Capacité d’emprunt d’une entreprise : comment la calculer

26 juin 2026

À retenir — La capacité d’emprunt dépend surtout de la capacité d’autofinancement (CAF) de l’entreprise : la banque vérifie que les remboursements resteront soutenables au regard de la trésorerie dégagée par l’activité.

Avant d’accorder un prêt, la banque se pose une question simple : l’entreprise pourra-t-elle rembourser ? La réponse tient dans sa capacité d’emprunt, c’est-à-dire le montant qu’elle peut emprunter sans mettre en péril sa trésorerie.

Comprendre comment elle se calcule vous permet de calibrer votre demande et de présenter un dossier crédible.

Qu’est-ce que la capacité d’emprunt ?

La capacité d’emprunt est le montant maximal qu’une entreprise peut emprunter compte tenu de ses revenus et de ses charges, sans compromettre son équilibre financier. Elle dépend essentiellement de la trésorerie que l’activité génère et de l’endettement existant.

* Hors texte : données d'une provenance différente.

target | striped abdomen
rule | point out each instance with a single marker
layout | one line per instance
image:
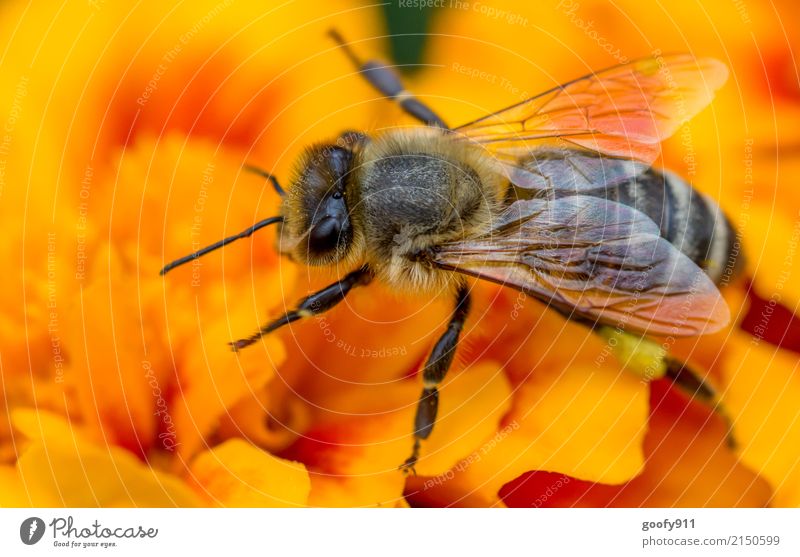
(691, 221)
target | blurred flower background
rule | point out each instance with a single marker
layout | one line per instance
(125, 129)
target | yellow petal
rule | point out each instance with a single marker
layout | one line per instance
(762, 391)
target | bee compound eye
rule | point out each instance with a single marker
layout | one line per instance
(325, 234)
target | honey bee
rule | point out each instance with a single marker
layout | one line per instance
(554, 196)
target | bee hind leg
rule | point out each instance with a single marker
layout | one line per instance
(387, 82)
(436, 367)
(693, 384)
(311, 305)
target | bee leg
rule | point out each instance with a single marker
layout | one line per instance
(264, 174)
(692, 384)
(435, 369)
(311, 305)
(387, 82)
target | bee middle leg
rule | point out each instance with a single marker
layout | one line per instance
(436, 367)
(311, 305)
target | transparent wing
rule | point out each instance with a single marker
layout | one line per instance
(597, 259)
(624, 111)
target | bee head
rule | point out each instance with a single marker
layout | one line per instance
(317, 227)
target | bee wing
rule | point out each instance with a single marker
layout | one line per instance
(597, 259)
(624, 111)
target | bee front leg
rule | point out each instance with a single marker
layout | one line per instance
(436, 368)
(313, 304)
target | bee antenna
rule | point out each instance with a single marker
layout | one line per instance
(337, 37)
(221, 243)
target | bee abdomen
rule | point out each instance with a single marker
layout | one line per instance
(691, 221)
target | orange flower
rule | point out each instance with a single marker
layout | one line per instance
(129, 130)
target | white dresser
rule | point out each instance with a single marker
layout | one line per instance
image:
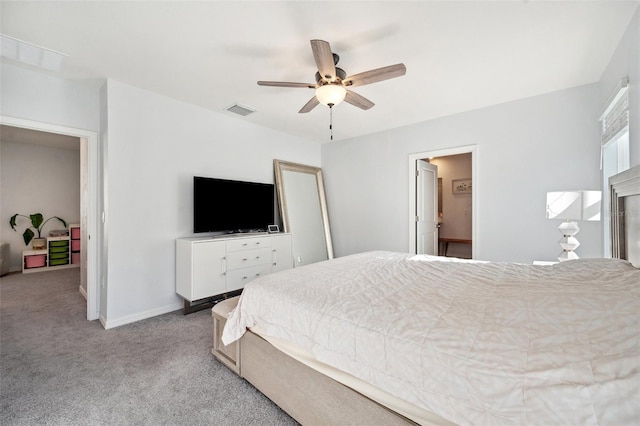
(207, 267)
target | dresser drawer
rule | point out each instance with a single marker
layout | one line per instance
(240, 277)
(248, 243)
(248, 258)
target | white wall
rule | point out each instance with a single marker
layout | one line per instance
(524, 149)
(625, 62)
(155, 145)
(40, 97)
(37, 179)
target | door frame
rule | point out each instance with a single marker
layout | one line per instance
(88, 196)
(425, 169)
(413, 166)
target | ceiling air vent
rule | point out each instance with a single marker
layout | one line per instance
(241, 110)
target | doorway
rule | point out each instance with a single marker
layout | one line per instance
(466, 195)
(88, 198)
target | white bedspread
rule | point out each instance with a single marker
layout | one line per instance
(474, 342)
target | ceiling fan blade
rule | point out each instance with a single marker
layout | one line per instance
(357, 100)
(286, 84)
(324, 59)
(313, 102)
(373, 76)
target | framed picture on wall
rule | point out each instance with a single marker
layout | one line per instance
(461, 186)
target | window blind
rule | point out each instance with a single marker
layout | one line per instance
(615, 117)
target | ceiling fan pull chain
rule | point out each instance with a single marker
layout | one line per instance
(331, 120)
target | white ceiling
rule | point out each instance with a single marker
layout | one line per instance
(459, 55)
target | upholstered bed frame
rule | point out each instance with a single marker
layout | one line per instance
(315, 399)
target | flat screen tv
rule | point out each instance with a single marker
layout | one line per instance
(221, 205)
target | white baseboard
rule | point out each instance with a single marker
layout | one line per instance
(107, 324)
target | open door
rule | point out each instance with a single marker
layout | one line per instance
(426, 208)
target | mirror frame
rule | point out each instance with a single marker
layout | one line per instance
(281, 166)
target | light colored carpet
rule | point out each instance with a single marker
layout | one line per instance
(57, 368)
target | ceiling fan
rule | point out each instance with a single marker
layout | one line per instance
(332, 82)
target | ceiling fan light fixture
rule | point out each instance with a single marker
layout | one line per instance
(331, 94)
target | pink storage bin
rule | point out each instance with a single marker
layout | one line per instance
(35, 261)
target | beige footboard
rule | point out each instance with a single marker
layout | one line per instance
(305, 394)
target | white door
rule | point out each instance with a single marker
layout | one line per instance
(426, 208)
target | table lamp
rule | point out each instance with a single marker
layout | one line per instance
(572, 206)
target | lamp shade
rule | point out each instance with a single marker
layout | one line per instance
(331, 94)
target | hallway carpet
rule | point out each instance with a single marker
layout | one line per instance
(57, 368)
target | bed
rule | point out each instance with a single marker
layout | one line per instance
(393, 338)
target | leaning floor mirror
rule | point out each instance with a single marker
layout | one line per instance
(303, 209)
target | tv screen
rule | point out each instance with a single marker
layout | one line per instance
(221, 205)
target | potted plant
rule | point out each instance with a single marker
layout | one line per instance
(37, 223)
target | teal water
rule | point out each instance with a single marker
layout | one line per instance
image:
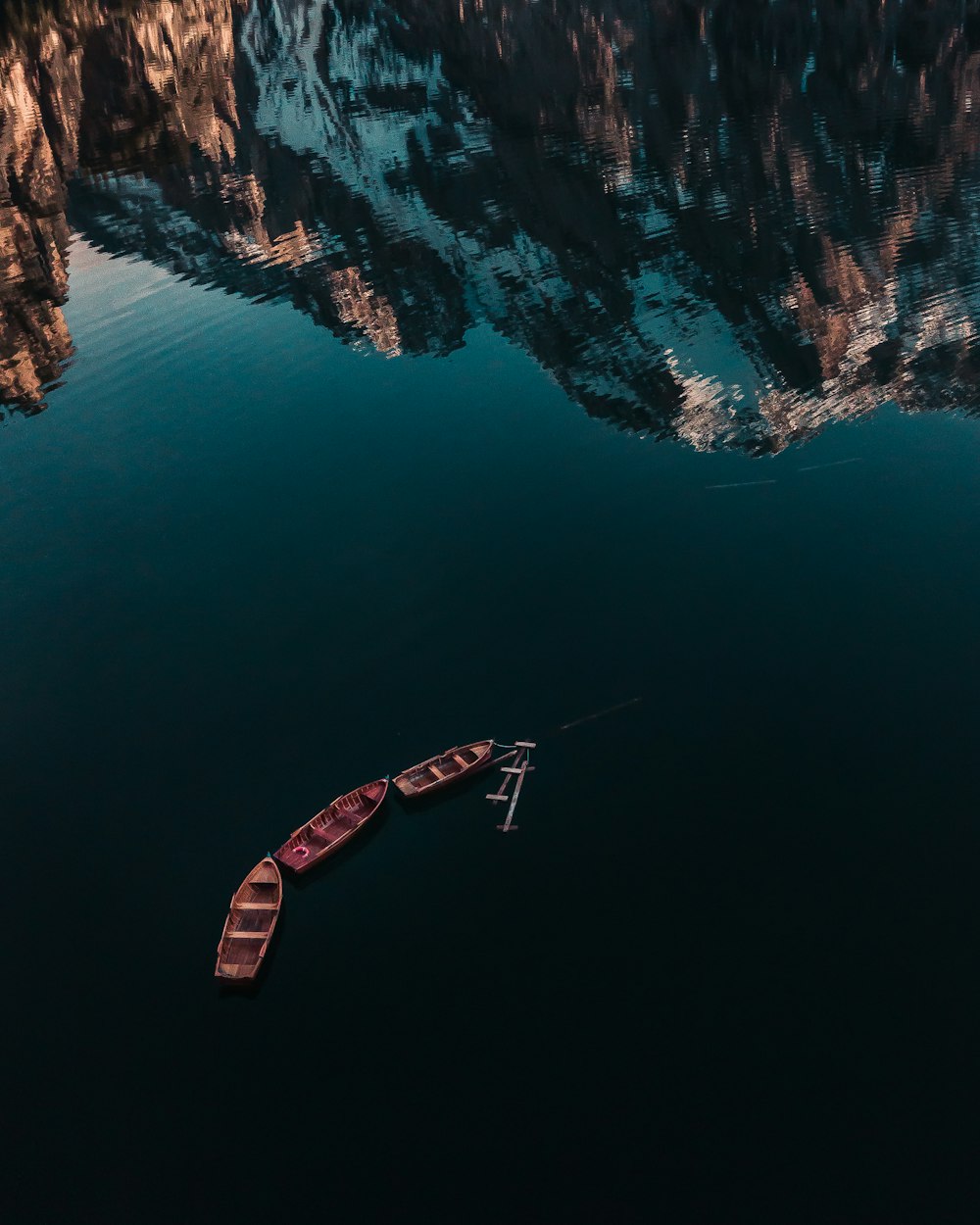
(735, 931)
(522, 424)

C’est l’indicateur central que la banque examine : emprunter au-delà de sa capacité, c’est risquer le défaut.

La capacité d’autofinancement (CAF), pierre angulaire

La CAF mesure les ressources internes dégagées par l’activité (schématiquement : résultat net + dotations aux amortissements et provisions). C’est avec cette CAF que l’entreprise rembourse ses emprunts. La banque vérifie que les annuités de remboursement (capital + intérêts) restent couvertes par la CAF, avec une marge de sécurité. Une CAF solide est donc le meilleur argument pour emprunter.

Le ratio d’endettement

La banque examine le taux d’endettement : le rapport entre les dettes financières et les fonds propres, et la part de la CAF absorbée par les remboursements. Une règle courante : les annuités ne devraient pas dépasser une fraction raisonnable de la CAF (souvent autour de la moitié ou des deux tiers selon les secteurs), afin de conserver une marge en cas de coup dur. Au-delà, le risque devient dissuasif.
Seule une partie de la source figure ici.